At last, Haloch stirred. Clearing his throat and blinking, the older Elf sat up, brushed straw from his blankets and clothing, and observed his son staring outside through the door.

‘Is it the real world not to your liking?’ he asked, sardonically.

‘I hate it,’ Mraan replied automatically. ‘Nothing about it makes any sense.’

Haloch smiled humourlessly. ‘Oh, it makes sense. Just not to our way of thinking.’

‘If not ours, then whose?’ Mraan asked irritably.

‘Not whose,’ his father replied, getting stiffly to his feet. ‘Its own. Nature’s.’

Mraan was not accustomed to thinking in terms beyond that of the world of Elves, and his father’s words made him feel diminished. In the past few days, he had grown accustomed to the mistaken perception that the world was no longer theirs.
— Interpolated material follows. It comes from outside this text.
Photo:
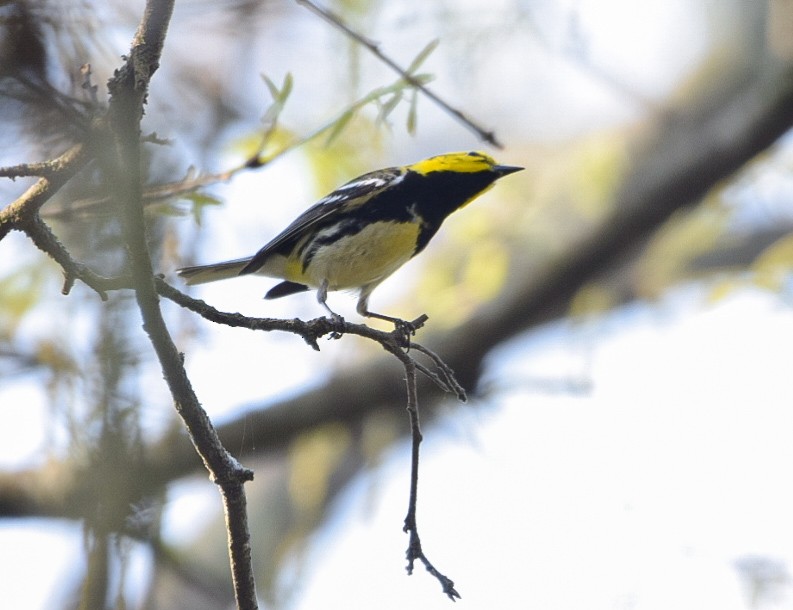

Until now, it had never occurred to him that the world had never been theirs. It was an uncomfortable feeling, suddenly seeing oneself as a usurper that had been put out of what he had only assumed to be his own home. This feeling was doubly ugly, in that it forced him to look anew at his own people with a baleful eye, and he was left to wonder at the incredible selfishness and stupidity of a people that had created circumstances that unwitting people like himself would have to bear the cost of.